In an interview with the Sacramento Bee editorial board in August, Elder seemed aware of his situation. Asked about the 2020 election, he said Biden had won “fairly and squarely.”

Then, Elder got some pushback on Twitter and couldn’t withstand it. Shortly thereafter, he appeared on a conservative talk radio program and said he needed “a mulligan,” and related a variety of complaints about the 2020 election.

Although Elder didn’t deserve the abuse he endured during the campaign — getting smeared as an alleged tool of white supremacy and even physically assaulted at a campaign stop — here, he’d given his opponents unnecessary ammunition.

If Elder had been running in a Republican primary in a red state, he would have secured his position nicely with his do-over, but he’d driven a nail in his own coffin in the recall.

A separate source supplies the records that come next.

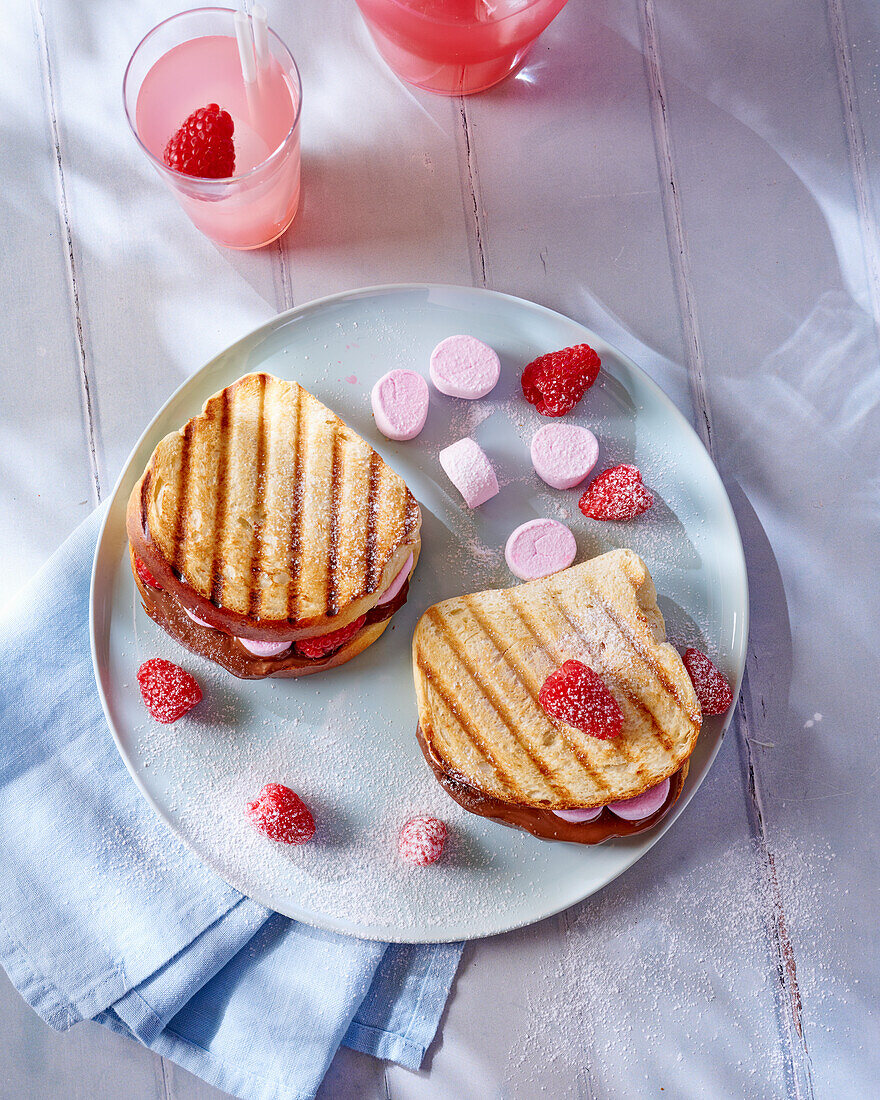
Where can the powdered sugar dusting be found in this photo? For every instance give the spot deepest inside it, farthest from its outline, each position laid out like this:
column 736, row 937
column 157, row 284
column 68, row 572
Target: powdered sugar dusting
column 344, row 739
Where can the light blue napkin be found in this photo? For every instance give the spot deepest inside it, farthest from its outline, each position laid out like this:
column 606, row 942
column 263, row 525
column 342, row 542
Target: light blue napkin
column 105, row 915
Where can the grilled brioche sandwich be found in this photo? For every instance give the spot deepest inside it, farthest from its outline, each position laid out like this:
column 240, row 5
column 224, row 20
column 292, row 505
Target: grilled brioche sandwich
column 480, row 662
column 268, row 536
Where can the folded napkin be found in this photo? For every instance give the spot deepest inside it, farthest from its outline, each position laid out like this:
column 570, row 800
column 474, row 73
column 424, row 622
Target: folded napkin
column 106, row 915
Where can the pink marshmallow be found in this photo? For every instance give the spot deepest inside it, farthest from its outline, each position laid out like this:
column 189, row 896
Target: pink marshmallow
column 470, row 471
column 264, row 648
column 642, row 805
column 579, row 815
column 399, row 402
column 563, row 454
column 198, row 620
column 464, row 366
column 396, row 584
column 539, row 548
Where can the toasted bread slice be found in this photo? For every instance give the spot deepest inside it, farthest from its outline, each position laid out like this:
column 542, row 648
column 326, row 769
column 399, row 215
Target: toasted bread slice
column 480, row 661
column 266, row 515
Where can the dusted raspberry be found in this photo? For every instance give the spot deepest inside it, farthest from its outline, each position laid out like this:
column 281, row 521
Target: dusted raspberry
column 282, row 815
column 327, row 642
column 204, row 146
column 168, row 690
column 144, row 574
column 712, row 689
column 616, row 494
column 421, row 840
column 554, row 383
column 575, row 694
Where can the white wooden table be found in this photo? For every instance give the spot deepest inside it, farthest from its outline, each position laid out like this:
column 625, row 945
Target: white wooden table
column 701, row 184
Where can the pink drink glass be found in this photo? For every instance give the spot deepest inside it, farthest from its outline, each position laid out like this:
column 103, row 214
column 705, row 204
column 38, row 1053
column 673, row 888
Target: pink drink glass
column 455, row 46
column 189, row 61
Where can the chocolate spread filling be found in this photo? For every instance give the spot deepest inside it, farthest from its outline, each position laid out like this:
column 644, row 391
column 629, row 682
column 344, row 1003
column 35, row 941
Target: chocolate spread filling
column 227, row 650
column 545, row 823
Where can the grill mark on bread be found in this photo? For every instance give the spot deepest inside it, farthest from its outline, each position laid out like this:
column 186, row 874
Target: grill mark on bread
column 574, row 748
column 372, row 493
column 619, row 745
column 180, row 498
column 496, row 702
column 332, row 552
column 252, row 557
column 634, row 700
column 658, row 670
column 295, row 540
column 411, row 515
column 475, row 739
column 255, row 593
column 220, row 498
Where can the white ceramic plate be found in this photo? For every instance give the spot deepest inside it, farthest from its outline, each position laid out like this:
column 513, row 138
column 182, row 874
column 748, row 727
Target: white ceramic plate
column 344, row 739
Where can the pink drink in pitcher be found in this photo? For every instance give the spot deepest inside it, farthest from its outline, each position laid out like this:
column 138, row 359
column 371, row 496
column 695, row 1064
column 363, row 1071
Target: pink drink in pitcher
column 184, row 65
column 455, row 46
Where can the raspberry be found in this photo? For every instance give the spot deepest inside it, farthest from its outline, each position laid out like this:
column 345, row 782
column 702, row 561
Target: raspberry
column 421, row 840
column 616, row 494
column 712, row 689
column 144, row 574
column 327, row 642
column 168, row 690
column 204, row 146
column 556, row 382
column 575, row 694
column 282, row 815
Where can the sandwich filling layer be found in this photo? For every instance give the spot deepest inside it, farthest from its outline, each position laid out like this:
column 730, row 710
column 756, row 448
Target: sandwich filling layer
column 545, row 823
column 230, row 651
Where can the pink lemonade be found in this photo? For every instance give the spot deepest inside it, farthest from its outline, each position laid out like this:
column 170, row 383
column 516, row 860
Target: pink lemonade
column 257, row 204
column 455, row 46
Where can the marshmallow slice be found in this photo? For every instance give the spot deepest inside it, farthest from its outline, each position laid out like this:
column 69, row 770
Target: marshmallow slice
column 399, row 402
column 563, row 453
column 642, row 805
column 470, row 471
column 539, row 548
column 464, row 366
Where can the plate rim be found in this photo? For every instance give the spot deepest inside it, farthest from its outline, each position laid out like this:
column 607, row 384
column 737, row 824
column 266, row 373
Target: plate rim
column 637, row 850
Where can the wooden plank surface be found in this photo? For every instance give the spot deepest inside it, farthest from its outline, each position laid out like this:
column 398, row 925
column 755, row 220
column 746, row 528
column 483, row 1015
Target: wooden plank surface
column 700, row 186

It’s one thing to complain about last-minute changes in voting procedures in 2020 and to advocate for a system that is secure and tilts toward in-person voting; it’s another to repeat unproven allegations that, for most people, will always be associated with Trump’s worst excesses and the rioting at the U.S. Capitol.

The choice that was forced on Elder — to admit that Biden won the election and alienate MAGA voters, or to say it was stolen and alienate voters in the middle — will be faced by Republican candidates around the country for the duration.

That won’t change as long as Trump has an outsize influence on the party. He’s not letting 2020 go, rather is bent on vengeance against those Republicans he believes betrayed him.

Since he never admits the fairness of any loss, the number of rigged and stolen elections will only increase — the recall, Trump said in a statement, is “just another giant Election Scam, no different, but less blatant, than the 2020 Presidential Election Scam!”

This is a cynical and corrosive view of American democracy that, to the extent it becomes GOP orthodoxy, can only contribute to further Republican frustration.


Rich Lowry is editor of the National Review.